I changed settings in sudoers file using

sudo visudo 

and messed it up. Now when I try to do it again or open any file using sudo, I can't open it anymore and I get this error message:

>>> sudoers file: syntax error, line 7 

What now?

Is there any way to get out of this problem (to revert the settings), or do I need to install a fresh copy of linux ?

The reason I got all this is I pressed "Q" while it was telling me there was some error, which was very stupid of me.


EDIT: My sudoers file is no different than normal sudoers file.

I just added timestamp_timeout = 0 line in that file and all these problems arised.

I did what James suggested and even removed that line (timestamp_timeout = 0).

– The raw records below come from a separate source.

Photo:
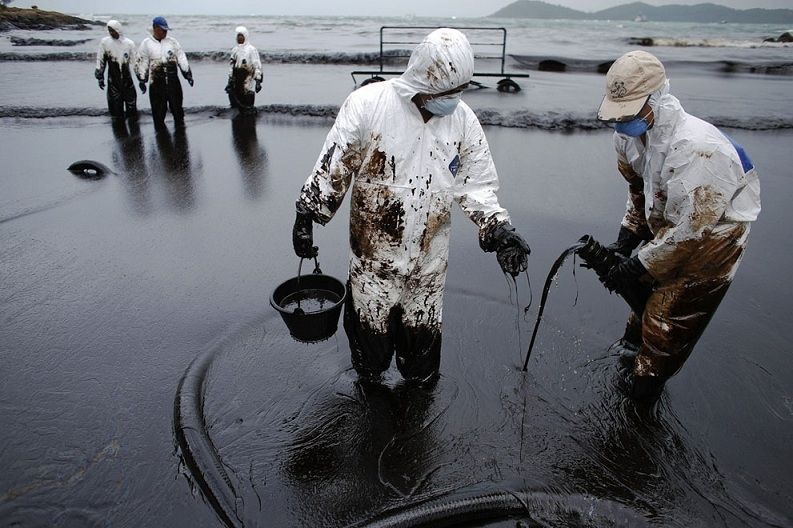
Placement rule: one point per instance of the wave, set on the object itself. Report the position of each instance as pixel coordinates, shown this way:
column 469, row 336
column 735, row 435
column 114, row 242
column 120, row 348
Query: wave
column 563, row 64
column 397, row 58
column 678, row 42
column 369, row 58
column 289, row 113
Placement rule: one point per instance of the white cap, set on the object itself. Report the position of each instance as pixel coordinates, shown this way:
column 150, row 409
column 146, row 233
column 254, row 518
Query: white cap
column 629, row 83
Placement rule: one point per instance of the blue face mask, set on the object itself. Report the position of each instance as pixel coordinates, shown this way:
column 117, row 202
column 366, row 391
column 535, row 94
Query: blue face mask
column 633, row 128
column 444, row 105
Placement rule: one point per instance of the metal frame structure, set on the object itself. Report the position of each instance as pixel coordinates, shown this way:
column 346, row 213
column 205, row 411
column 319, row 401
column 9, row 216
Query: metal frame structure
column 489, row 45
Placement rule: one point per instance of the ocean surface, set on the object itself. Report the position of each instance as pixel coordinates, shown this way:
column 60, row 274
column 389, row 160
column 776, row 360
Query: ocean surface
column 753, row 76
column 145, row 380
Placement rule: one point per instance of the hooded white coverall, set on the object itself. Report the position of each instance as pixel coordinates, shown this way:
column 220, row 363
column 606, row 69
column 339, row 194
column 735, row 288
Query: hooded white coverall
column 120, row 57
column 160, row 61
column 405, row 175
column 245, row 73
column 693, row 196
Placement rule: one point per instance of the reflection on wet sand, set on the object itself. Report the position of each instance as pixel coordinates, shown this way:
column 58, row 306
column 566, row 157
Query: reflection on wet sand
column 251, row 155
column 172, row 163
column 130, row 158
column 375, row 438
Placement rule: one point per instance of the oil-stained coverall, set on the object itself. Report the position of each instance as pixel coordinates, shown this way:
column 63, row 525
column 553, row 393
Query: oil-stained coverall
column 692, row 196
column 245, row 76
column 405, row 174
column 119, row 55
column 159, row 62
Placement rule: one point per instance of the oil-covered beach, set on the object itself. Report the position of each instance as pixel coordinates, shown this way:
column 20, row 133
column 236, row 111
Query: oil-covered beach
column 147, row 381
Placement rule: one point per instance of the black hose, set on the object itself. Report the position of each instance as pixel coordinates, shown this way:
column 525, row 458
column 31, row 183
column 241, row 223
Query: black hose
column 197, row 450
column 472, row 507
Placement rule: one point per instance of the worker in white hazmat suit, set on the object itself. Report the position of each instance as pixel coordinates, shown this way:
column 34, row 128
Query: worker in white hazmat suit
column 118, row 54
column 693, row 194
column 410, row 148
column 160, row 58
column 245, row 75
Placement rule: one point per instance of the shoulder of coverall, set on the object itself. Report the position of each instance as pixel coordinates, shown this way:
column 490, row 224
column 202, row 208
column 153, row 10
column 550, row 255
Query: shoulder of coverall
column 442, row 61
column 695, row 137
column 667, row 114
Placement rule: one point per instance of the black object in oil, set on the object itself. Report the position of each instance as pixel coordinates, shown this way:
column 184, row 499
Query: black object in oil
column 601, row 260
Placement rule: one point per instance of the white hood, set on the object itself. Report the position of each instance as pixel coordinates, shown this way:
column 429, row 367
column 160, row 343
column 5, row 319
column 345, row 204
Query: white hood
column 116, row 26
column 241, row 30
column 443, row 61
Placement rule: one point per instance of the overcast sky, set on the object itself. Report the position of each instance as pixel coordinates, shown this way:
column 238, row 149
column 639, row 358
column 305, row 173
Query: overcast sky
column 459, row 8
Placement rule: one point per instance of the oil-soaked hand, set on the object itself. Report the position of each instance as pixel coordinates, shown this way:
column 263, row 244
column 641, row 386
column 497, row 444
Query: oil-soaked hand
column 303, row 234
column 513, row 253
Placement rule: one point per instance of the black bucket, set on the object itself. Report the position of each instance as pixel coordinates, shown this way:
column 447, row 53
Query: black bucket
column 310, row 305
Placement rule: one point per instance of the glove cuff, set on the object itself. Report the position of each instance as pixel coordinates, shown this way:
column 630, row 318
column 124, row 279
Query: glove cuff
column 490, row 240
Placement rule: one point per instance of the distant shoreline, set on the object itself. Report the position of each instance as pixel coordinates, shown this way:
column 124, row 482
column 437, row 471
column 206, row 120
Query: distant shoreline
column 12, row 18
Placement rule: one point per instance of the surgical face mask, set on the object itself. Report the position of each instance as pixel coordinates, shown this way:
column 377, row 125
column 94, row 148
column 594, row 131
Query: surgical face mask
column 633, row 128
column 444, row 105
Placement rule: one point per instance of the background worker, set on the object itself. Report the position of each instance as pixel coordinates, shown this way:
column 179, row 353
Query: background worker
column 693, row 194
column 160, row 59
column 118, row 53
column 409, row 147
column 245, row 76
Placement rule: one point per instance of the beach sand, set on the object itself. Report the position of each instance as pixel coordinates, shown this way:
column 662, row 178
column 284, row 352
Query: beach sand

I changed file permission to 0440 which it requested, and then boot normally. Then, I get the same error message:

sudoers file: syntax error, line 7 
sudo: parse error in /etc/sudoers near line 7

as above.

What should I do now ??

EDIT 2 Solved: This is what I did:

  1. Boot using livecd
  2. Remove the old sudoers file
  3. Made new sudoers file and copied everything to that file i.e. minimum configuration settings, which I luckily had saved in another file
  4. Changed file permission to 0440
  5. Reboot again normally from harddrive


  • you could paste the contents of your sudoers file to www.pastebin.com and let us take a look, probably the fastest way.
    – Andrioid
    Jul 25, 2009 at 15:25
  • I would look for missing # on comments, missing colons, equal signs, line-continuation backslashes, etc. Jul 25, 2009 at 15:28

5 Answers 5


Assuming you didn't give the root user a password then the easiest way to fix this is with a live cd such as Knoppix. Boot of the CD. Mount the local disc, edit the file, unmount the disc and reboot.


Simple, boot the computer in 'single user mode' by doing the following steps:

  1. Reboot
  2. When Grub starts, press ESC (or escape)
  3. Press 'e' for editing the current line
  4. Add 'single' to end of the line containing 'linux'
  5. Boot (press b)

This will start the computer with only one user, root. From there follow these steps:

  1. /usr/bin/vim /etc/sudoers (or use nano, might be easier for you) to fix the problem
  2. If you're unsure of the problem, try copying the included example of sudoers from "/usr/share/doc/sudo/examples" (varies) and of course add your user there.
  3. Save the file, exit Vim
  4. Reboot, enjoy!
  • I was wondering about when it asks for a password before it gives the single user shell ?
    – James
    Jul 25, 2009 at 16:30
  • This method doesn't work for all distros. Since it's a well-known back door, some distros force a login before you get to a root prompt. It sounds like that is the case for you, James.
    – Telemachus
    Jul 25, 2009 at 16:51
  • Didn't know distros had started doing that, always worked for me in the good old Slackware days
    – Andrioid
    Jul 25, 2009 at 17:22
  • You should recommend the use of visudo over vim: en.wikipedia.org/wiki/Visudo
    – user4358
    Sep 11, 2009 at 9:15

James' idea to use a live cd (assuming the root account is not enabled) is a good one. I would add a few points.

  • First, you might get lucky and a backup of the /etc/sudoers file was automatically saved when you were editing it. Check in /etc for a file that looks like this sudoers~ (you can cd to that directory and run ls -A without root privileges, even if you can't read or edit the files as a regular user).Some editors will create such a backup if at all possible, so you may have one without having created it explicitly.
  • Second, if you have no idea how to edit the file, you might consider posting it (or the area around line 7) here or elsewhere. Although the file itself has to do with security, there aren't passwords in it, so there's no immediate harm in posting it.
  • Last, note that an error message like the one you saw doesn't necessarily mean that the problem itself is literally on line 7. The error might be on line 4, but only got tripped off, so to speak, on line 7.

For those of us who don't have a console or local access to the server to boot into run level 1 or have root set(or the credentials/certs available), use pkexec visudo or pkexec vi /etc/sudoers, visudo is better as it does error checking on the file.


Try pressing e, for edit. This should let you edit the file and correct the errors.

  • Pressing 'e' when you get shown the error, after you finish editing, will drop you back in so you can fix your errors. Unfortunately it's doesn't explicitly mention this to you.